Training general-purpose agents faces significant challenges due to the scarcity of real-world environments and inadequate mechanisms for continual learning. This work proposes a self-evolving training platform that enables co-evolution between agents and environments through an autonomous environment-task discovery mechanism and a multi-environment reinforcement learning framework. The platform supports dynamic task synthesis driven by capability gaps and integrates a Model Context Protocol toolchain alongside a self-evolving agent arena. Experimental results demonstrate that the trained Agent-World-8B and 14B models substantially outperform strong baselines across 23 benchmarks, confirming the critical role of environmental diversity and iterative self-evolution in enhancing agent intelligence.
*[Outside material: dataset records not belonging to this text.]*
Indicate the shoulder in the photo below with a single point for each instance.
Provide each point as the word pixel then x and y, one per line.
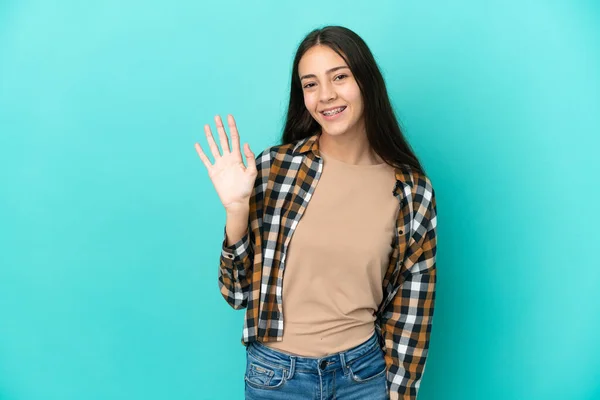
pixel 421 186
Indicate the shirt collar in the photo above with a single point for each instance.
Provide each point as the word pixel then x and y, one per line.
pixel 311 144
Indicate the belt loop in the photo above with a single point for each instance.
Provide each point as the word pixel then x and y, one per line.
pixel 343 361
pixel 292 367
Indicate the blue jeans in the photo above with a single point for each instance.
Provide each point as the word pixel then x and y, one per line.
pixel 355 374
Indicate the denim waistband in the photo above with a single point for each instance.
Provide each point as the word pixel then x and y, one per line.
pixel 313 364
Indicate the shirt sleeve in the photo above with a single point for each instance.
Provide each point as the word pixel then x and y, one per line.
pixel 235 271
pixel 406 322
pixel 235 266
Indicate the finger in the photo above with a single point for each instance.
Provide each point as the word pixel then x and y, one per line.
pixel 250 158
pixel 222 135
pixel 203 157
pixel 211 142
pixel 235 137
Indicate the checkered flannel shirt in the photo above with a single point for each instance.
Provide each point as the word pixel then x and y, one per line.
pixel 251 270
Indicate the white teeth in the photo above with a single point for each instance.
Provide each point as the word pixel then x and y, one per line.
pixel 333 112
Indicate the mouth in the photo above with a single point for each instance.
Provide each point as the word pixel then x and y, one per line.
pixel 333 113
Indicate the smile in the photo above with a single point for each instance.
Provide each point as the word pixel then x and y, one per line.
pixel 330 114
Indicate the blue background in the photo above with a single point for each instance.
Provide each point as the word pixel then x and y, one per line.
pixel 110 229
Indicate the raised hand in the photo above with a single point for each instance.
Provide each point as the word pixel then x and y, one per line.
pixel 232 180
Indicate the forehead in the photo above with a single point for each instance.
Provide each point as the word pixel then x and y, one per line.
pixel 319 59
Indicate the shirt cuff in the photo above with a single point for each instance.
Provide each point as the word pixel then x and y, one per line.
pixel 237 251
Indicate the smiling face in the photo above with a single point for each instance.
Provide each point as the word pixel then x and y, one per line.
pixel 331 94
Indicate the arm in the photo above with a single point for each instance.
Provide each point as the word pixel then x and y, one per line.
pixel 235 266
pixel 406 322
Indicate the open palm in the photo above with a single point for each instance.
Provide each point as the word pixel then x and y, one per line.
pixel 232 180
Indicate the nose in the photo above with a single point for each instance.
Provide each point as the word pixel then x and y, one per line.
pixel 327 92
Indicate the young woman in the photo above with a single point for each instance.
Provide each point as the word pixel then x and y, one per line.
pixel 330 237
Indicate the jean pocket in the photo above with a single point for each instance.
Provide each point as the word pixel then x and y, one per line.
pixel 368 367
pixel 263 375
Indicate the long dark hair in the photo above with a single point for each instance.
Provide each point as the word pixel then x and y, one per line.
pixel 383 131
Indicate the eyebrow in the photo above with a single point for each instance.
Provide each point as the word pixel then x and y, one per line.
pixel 327 72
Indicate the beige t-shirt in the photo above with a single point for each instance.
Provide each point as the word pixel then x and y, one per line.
pixel 337 258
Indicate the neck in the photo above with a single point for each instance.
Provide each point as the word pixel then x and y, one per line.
pixel 349 147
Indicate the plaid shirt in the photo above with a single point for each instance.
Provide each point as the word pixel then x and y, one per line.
pixel 251 270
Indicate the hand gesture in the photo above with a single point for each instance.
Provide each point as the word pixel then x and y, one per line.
pixel 232 180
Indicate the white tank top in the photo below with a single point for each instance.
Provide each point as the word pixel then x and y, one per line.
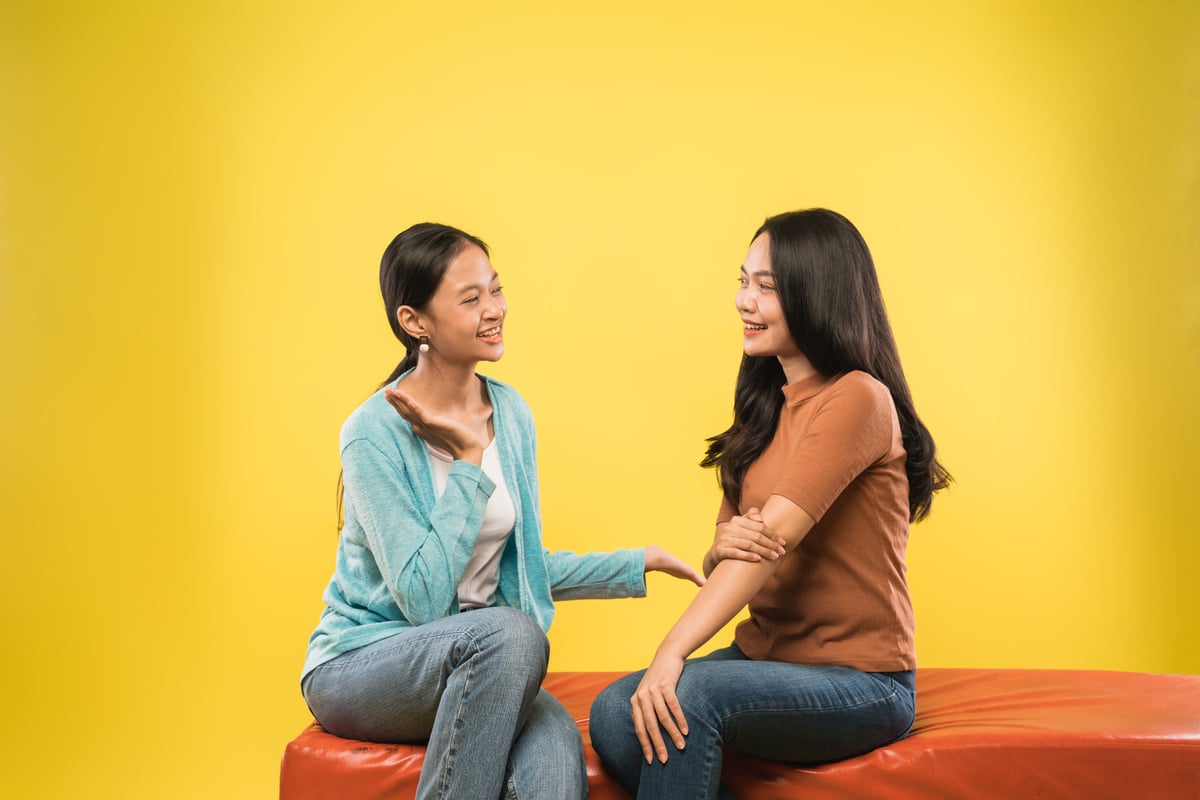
pixel 478 585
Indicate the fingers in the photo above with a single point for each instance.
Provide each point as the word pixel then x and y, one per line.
pixel 655 713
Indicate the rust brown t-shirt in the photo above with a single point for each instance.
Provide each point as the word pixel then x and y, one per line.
pixel 841 596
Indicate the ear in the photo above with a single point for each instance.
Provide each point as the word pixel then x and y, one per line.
pixel 411 320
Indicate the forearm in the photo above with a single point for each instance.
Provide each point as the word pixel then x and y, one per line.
pixel 730 587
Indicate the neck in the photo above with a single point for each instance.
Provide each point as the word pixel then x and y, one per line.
pixel 442 386
pixel 797 367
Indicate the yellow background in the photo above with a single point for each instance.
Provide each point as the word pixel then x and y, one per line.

Large language models are increasingly expected to serve as general-purpose agents that interact with external, stateful tool environments. The Model Context Protocol (MCP) and broader agent skills offer a unified interface for connecting agents with scalable real-world services, but training robust agents remains limited by the lack of realistic environments and principled mechanisms for life-long learning. In this paper, we present \textbf{Agent-World}, a self-evolving training arena for advancing general agent intelligence through scalable environments. Agent-World has two main components: (1) Agentic Environment-Task Discovery, which autonomously explores topic-aligned databases and executable tool ecosystems from thousands of real-world environment themes and synthesizes verifiable tasks with controllable difficulty; and (2) Continuous Self-Evolving Agent Training, which combines multi-environment reinforcement learning with a self-evolving agent arena that automatically identifies capability gaps through dynamic task synthesis and drives targeted learning, enabling the co-evolution of agent policies and environments. Across 23 challenging agent benchmarks, Agent-World-8B and 14B consistently outperforms strong proprietary models and environment scaling baselines. Further analyses reveal scaling trends in relation to environment diversity and self-evolution rounds, offering insights for building general agent intelligence.